Armstrong returned to the stadium early in the third quarter, the crowd cheering as he jogged across the field and hugged teammates.

"It's too early to tell exactly what his situation is for next week playing football, but the good situation is that he came back out," Riley said.

The game mercilessly continued after his injury, though by that point, it already seemed clear the Huskers weren’t prepared to go toe-to-toe in this national-spotlight game.

Football is a game where it's possible to snap the ball 18 times and have the opponent not take one snap and still be down by four points.

That happened to the Huskers, who got the ball first, and saw a third-down pass from Armstrong get deflected and picked off by Damon Webb, who returned it 36 yards for a touchdown.

Ohio State is skilled at that, and had the scoreboard in its favor just 1:34 into the game. The Buckeye "D" would later run back another pick for its sixth interception return of the season.

NU's offense ran the ball for just 78 yards and was 9-of-33 passing.

"This was obviously a tough loss," said senior wide receiver Jordan Westerkamp. "We'll learn from it and get better. It's hard to put your finger on what really was the problem sometimes. Just a tough game. Tough game. We'll grow from it, as hard as that is to kind of look at. ... A lot of people would wish to be 7-2 right now. We're keeping our heads up, obviously, and just moving forward."

NU's only points came after a 15-play drive in the first quarter. The Huskers had a first-and-goal from the 2-yard line, but had to settle for a 20-yard field goal.

The Buckeyes finally got the ball and promptly drove 57 yards in 10 plays for a touchdown to make it 14-3. Nebraska could not get off the field on third down, including a 22-yard completion from J.T. Barrett on third-and-20.

Next Ohio State drive: Nine plays, 83 yards, touchdown.
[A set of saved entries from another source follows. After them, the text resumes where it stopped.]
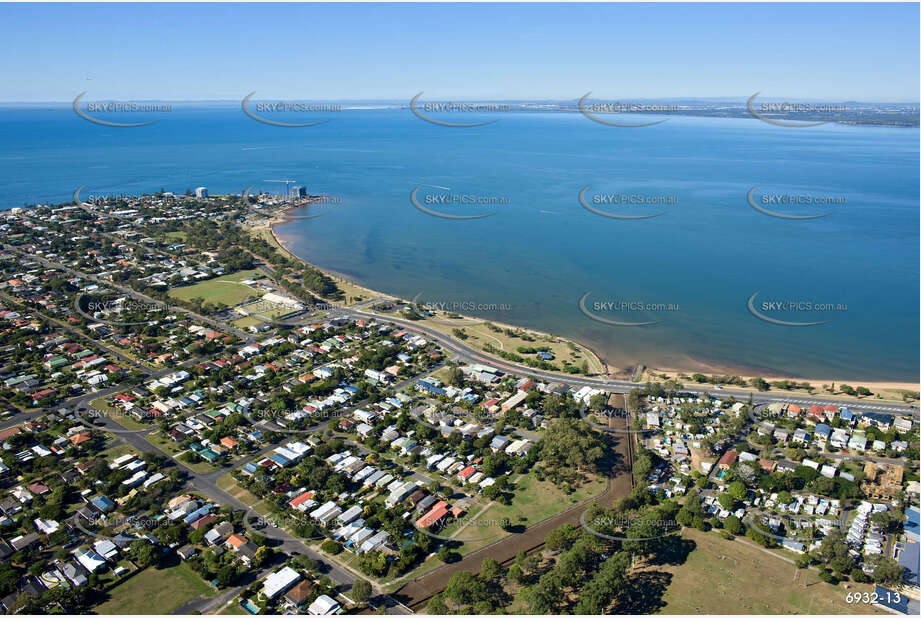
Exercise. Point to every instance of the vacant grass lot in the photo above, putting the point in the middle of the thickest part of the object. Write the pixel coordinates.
(729, 577)
(226, 289)
(229, 484)
(156, 591)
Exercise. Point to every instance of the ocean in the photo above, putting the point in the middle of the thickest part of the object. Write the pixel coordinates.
(691, 269)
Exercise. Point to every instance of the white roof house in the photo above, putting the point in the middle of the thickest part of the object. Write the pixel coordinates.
(278, 582)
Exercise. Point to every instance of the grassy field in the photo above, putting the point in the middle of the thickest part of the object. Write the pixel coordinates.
(156, 591)
(478, 335)
(729, 577)
(226, 289)
(118, 415)
(117, 451)
(534, 501)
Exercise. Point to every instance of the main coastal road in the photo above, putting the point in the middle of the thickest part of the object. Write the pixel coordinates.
(467, 354)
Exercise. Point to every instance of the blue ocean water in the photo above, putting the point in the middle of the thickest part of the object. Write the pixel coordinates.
(541, 251)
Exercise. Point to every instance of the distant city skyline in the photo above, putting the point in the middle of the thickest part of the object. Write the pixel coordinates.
(212, 52)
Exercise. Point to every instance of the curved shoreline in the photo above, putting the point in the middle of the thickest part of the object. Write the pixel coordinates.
(704, 368)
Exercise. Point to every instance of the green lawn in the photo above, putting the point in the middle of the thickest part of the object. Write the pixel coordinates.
(117, 451)
(730, 577)
(156, 591)
(118, 415)
(534, 501)
(224, 289)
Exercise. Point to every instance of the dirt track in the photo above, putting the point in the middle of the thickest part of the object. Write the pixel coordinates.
(620, 481)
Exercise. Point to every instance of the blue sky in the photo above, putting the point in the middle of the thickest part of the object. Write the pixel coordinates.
(171, 51)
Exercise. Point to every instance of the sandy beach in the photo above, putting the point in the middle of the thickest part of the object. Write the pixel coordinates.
(891, 390)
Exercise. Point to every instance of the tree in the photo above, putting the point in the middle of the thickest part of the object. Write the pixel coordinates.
(490, 571)
(436, 606)
(562, 537)
(361, 591)
(733, 525)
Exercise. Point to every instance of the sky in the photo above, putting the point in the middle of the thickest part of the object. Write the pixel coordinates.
(167, 51)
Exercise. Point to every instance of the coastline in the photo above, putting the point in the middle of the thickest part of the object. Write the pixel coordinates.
(893, 387)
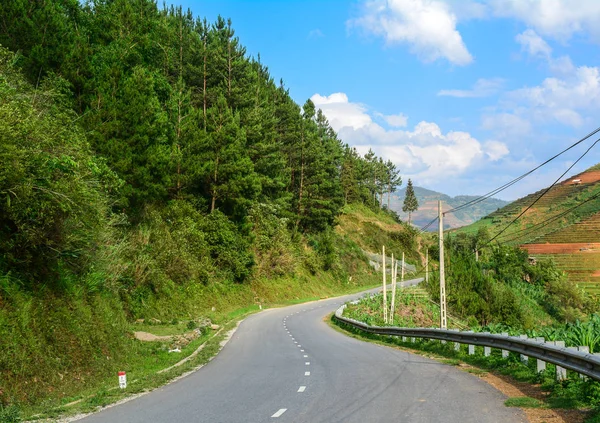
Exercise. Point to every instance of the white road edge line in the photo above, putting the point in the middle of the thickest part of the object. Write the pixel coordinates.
(280, 412)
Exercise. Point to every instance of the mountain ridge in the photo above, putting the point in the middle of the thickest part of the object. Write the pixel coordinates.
(428, 207)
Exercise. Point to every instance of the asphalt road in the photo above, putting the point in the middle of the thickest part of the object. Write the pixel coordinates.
(288, 365)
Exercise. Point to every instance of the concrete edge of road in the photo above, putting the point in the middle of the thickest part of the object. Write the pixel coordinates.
(226, 339)
(228, 336)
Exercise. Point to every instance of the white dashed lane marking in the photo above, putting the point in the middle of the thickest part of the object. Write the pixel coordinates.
(279, 412)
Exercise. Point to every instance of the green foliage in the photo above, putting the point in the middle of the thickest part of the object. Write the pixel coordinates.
(54, 203)
(164, 172)
(410, 200)
(9, 414)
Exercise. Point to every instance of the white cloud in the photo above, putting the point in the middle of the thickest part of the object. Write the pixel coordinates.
(506, 125)
(559, 19)
(399, 120)
(427, 26)
(538, 48)
(425, 153)
(533, 44)
(495, 150)
(482, 88)
(569, 97)
(562, 100)
(340, 112)
(315, 33)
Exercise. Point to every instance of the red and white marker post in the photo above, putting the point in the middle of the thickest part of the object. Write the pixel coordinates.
(122, 380)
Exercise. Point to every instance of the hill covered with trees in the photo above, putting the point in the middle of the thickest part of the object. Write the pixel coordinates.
(428, 208)
(149, 168)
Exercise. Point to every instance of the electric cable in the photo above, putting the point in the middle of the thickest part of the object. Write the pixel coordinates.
(514, 181)
(543, 193)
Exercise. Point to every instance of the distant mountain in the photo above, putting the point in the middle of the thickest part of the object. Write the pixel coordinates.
(428, 208)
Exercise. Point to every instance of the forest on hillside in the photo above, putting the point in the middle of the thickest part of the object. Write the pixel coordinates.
(118, 114)
(150, 168)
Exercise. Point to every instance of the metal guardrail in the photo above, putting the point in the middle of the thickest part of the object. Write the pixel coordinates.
(584, 363)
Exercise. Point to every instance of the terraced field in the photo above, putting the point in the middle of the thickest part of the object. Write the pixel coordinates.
(587, 230)
(582, 268)
(564, 224)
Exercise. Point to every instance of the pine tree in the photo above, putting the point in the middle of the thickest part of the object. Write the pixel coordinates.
(410, 200)
(393, 179)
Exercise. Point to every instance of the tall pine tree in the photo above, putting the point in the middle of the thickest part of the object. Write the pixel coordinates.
(410, 200)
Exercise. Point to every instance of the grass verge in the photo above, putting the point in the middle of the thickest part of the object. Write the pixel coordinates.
(574, 399)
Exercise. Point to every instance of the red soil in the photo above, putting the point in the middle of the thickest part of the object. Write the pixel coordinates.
(586, 178)
(561, 248)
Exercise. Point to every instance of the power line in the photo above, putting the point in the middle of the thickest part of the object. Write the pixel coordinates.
(546, 222)
(424, 228)
(545, 192)
(514, 181)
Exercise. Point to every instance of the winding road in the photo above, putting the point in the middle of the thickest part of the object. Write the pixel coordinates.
(288, 365)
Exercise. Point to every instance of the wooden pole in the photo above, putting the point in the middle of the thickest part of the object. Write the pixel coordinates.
(384, 286)
(443, 323)
(427, 266)
(402, 277)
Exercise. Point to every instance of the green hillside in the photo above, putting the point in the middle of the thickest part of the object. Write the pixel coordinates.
(428, 207)
(564, 225)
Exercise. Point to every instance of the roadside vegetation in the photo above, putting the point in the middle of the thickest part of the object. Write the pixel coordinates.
(154, 176)
(501, 292)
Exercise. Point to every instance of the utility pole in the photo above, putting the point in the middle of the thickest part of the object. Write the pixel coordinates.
(384, 287)
(443, 323)
(427, 266)
(402, 277)
(393, 292)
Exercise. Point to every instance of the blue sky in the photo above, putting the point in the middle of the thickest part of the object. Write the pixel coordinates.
(463, 95)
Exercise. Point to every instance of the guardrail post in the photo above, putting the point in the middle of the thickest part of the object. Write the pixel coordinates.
(561, 372)
(524, 358)
(504, 352)
(487, 351)
(541, 364)
(585, 349)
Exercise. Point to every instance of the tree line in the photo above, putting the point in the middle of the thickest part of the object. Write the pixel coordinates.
(131, 108)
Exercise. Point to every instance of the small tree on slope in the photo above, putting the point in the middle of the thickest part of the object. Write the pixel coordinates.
(410, 201)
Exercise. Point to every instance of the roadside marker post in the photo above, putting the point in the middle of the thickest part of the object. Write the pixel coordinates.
(122, 380)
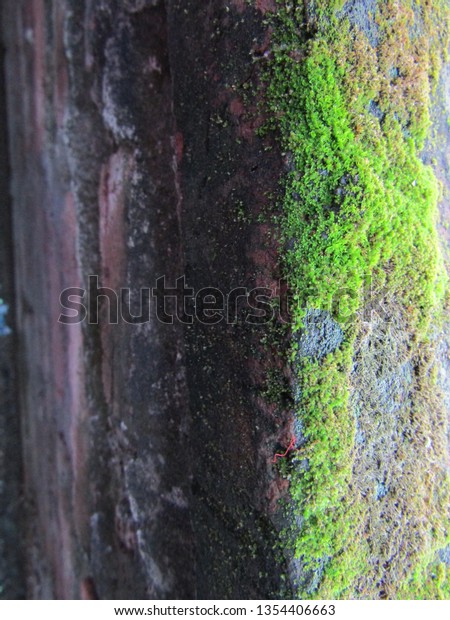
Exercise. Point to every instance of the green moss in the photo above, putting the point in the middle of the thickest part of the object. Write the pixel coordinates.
(359, 205)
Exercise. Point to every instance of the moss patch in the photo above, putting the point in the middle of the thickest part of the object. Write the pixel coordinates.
(360, 207)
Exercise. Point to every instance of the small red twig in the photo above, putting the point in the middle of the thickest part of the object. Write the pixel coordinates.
(288, 449)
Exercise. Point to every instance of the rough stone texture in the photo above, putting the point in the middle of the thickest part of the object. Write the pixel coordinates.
(104, 408)
(319, 336)
(147, 448)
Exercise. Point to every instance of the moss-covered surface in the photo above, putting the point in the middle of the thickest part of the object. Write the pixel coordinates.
(359, 224)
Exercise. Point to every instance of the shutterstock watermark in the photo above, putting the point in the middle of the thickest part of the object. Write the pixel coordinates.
(179, 303)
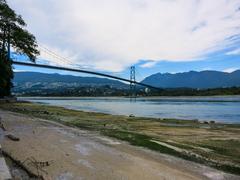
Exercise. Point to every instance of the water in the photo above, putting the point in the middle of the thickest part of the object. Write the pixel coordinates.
(219, 108)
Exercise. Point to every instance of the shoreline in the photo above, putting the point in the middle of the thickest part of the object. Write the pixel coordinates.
(168, 136)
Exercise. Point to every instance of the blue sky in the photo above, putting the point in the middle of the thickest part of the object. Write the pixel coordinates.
(154, 35)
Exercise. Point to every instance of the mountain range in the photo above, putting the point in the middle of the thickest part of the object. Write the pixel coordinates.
(193, 79)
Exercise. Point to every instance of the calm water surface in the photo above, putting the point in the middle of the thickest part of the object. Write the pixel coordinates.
(220, 108)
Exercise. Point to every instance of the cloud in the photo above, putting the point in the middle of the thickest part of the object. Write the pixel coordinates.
(234, 52)
(229, 70)
(114, 34)
(148, 64)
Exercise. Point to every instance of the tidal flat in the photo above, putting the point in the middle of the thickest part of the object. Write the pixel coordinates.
(213, 144)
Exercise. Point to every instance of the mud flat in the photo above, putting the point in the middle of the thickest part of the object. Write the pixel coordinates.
(56, 143)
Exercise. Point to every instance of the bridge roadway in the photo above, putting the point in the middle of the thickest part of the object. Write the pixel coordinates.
(82, 71)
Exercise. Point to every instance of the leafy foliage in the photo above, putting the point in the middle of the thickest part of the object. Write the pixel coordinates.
(12, 33)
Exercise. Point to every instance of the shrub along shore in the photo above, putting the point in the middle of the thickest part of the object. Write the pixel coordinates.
(210, 143)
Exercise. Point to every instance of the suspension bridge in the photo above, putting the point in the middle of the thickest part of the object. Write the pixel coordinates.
(61, 60)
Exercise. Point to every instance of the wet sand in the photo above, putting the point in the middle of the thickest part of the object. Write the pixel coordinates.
(79, 154)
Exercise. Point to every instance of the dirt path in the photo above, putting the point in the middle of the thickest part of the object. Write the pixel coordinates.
(78, 154)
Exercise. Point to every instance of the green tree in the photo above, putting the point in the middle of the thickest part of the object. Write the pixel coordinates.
(13, 34)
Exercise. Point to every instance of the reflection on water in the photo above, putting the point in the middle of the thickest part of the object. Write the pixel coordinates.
(220, 108)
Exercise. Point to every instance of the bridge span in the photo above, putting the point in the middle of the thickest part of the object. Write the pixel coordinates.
(83, 71)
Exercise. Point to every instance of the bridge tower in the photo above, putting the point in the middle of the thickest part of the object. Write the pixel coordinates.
(132, 83)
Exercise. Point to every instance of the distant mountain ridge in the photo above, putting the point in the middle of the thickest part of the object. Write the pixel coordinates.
(193, 79)
(29, 79)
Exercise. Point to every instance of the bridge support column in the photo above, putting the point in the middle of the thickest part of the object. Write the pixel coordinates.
(132, 82)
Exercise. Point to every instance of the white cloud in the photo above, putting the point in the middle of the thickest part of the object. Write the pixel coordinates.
(148, 64)
(229, 70)
(113, 34)
(234, 52)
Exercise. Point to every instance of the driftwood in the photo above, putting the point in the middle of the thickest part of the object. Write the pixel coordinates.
(39, 165)
(1, 125)
(12, 137)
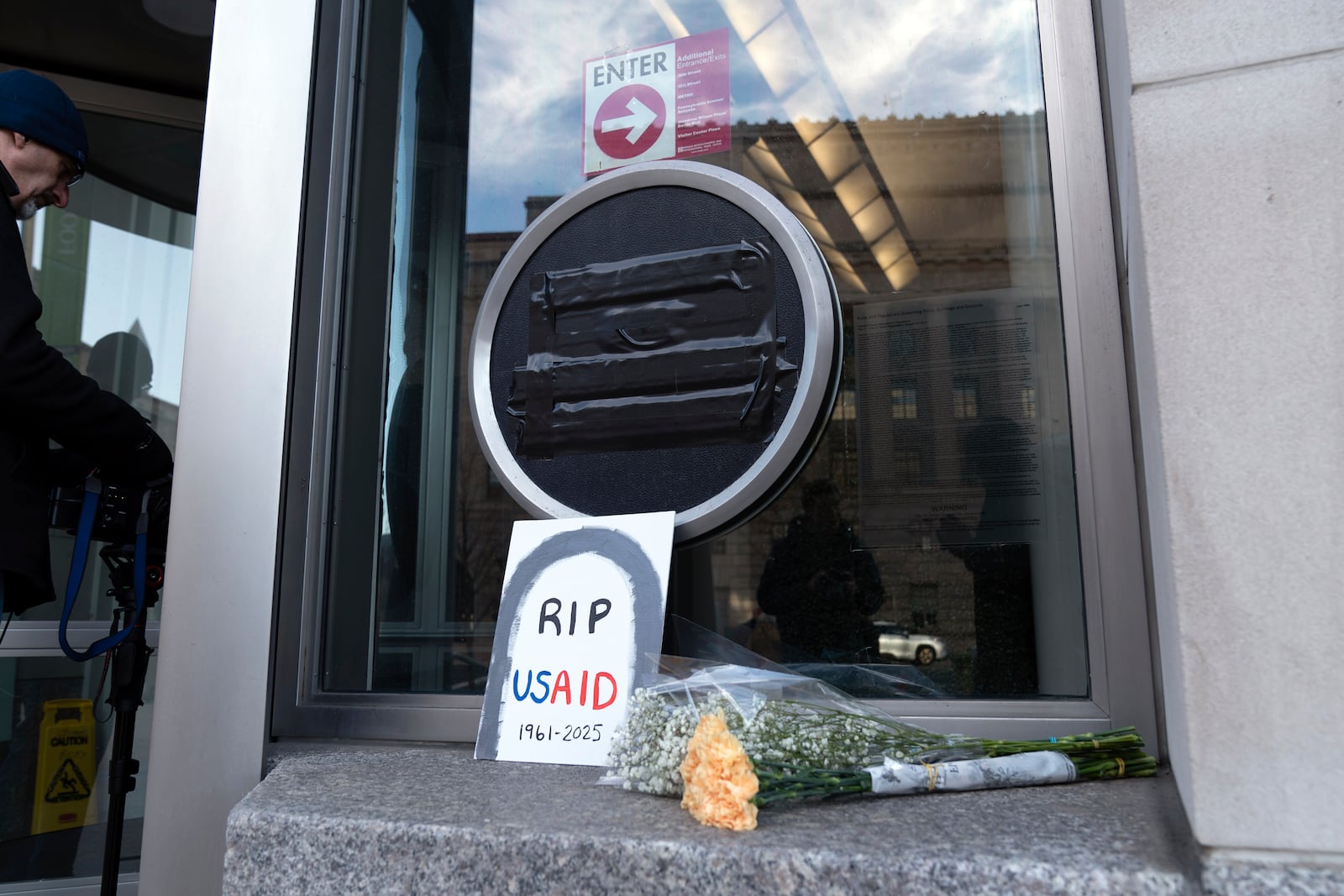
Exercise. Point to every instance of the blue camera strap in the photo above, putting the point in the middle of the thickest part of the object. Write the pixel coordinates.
(84, 537)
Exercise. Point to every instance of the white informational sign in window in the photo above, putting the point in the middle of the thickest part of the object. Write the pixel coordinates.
(667, 101)
(581, 616)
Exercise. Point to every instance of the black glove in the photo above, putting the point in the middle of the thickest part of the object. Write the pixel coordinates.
(147, 463)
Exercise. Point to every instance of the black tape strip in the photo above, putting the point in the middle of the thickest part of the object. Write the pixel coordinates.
(655, 351)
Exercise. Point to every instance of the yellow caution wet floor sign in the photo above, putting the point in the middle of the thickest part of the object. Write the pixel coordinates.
(66, 766)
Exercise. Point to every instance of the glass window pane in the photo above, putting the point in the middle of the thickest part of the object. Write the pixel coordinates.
(112, 270)
(931, 544)
(53, 782)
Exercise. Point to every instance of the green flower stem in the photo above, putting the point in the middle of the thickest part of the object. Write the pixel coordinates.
(785, 781)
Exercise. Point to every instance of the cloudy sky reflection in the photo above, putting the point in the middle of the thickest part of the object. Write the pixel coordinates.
(869, 58)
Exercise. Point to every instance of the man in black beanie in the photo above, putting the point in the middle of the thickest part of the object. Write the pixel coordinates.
(44, 398)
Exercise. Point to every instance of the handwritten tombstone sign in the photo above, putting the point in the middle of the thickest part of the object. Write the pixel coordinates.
(580, 616)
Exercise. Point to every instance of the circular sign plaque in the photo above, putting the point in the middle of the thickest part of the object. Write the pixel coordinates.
(665, 338)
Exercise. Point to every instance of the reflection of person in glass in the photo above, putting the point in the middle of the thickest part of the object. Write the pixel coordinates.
(44, 149)
(822, 584)
(121, 364)
(1005, 627)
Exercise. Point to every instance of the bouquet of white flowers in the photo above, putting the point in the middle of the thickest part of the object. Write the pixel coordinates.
(729, 739)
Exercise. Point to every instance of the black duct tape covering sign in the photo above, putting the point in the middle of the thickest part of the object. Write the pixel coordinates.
(665, 338)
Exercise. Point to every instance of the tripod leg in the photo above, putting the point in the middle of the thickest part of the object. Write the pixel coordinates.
(129, 665)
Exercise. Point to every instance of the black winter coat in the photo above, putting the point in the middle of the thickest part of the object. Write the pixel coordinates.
(44, 398)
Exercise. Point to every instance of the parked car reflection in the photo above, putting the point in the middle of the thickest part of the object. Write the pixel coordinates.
(902, 644)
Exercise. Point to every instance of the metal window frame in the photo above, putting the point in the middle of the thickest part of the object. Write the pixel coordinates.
(1119, 647)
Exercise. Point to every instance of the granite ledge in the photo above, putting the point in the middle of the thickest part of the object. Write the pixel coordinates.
(346, 819)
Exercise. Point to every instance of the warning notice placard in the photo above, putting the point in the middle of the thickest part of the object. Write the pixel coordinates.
(667, 101)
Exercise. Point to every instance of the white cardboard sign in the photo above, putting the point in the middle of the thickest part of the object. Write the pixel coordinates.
(580, 617)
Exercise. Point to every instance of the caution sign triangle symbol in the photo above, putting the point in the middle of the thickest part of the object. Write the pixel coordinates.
(67, 785)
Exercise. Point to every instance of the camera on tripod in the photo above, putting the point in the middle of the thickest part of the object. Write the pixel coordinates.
(118, 513)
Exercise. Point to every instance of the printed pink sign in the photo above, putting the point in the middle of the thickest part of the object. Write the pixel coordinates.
(665, 101)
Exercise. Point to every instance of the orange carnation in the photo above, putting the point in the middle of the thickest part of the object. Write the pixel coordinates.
(718, 778)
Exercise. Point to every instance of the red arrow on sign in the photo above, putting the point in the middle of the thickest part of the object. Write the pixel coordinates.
(629, 121)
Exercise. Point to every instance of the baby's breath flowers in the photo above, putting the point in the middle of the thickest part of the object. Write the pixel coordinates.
(730, 739)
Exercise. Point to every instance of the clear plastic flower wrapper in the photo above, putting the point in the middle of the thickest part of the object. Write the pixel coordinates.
(729, 739)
Next Ohio State drive: A field goal to make it 24-3 with 8:22 left in the first half.

"Especially early on, we gave a really good football team some opportunities and when you're playing a good football team you can't do that," said senior safety Nate Gerry.

The Huskers finally had a bright moment when Ohio State dropped a punt and Luke McNitt recovered it at the Buckeye 38.

Then Armstrong scooted for a first down. Hope for a second. Then the realization he was down.

Backup QB Ryker Fyfe came in for his first extensive action since last Halloween against Purdue. Fyfe's first series of downs ended at the Buckeye 15 with a fourth-and-1 incompletion.

Ohio State's offense then used 15 plays to go 85 yards, scoring on a 1-yard jump pass from Barrett with three seconds left in the half.

It could get worse and did. The Buckeyes outscored Nebraska 24-0 in the third quarter, scoring on a 75-yard bomb from Barrett to Curtis Samuel on the first play of the second half. Another touchdown, another field goal, another pick six and it was 55-3.

Nebraska had not only lost the game in embarrassing fashion, but lost its lead in the Big Ten West.

Wisconsin, with last week's win against NU and a tiebreaker advantage, now controls its fate to get to the league championship game in Indianapolis.

After Saturday night, Indy was the last thing on the minds of most Husker fans.

"My thought is that this team will respond," Riley said. "And it's pretty raw right now to say that, and I know it probably doesn't look real good. 'How in the world will you know it?'

"But we've played through hard games, hard times, played our best ball in the fourth quarter of games. I'm just going to continue to believe that that's going to be the case of how we're going to respond to get ready for the next ball game."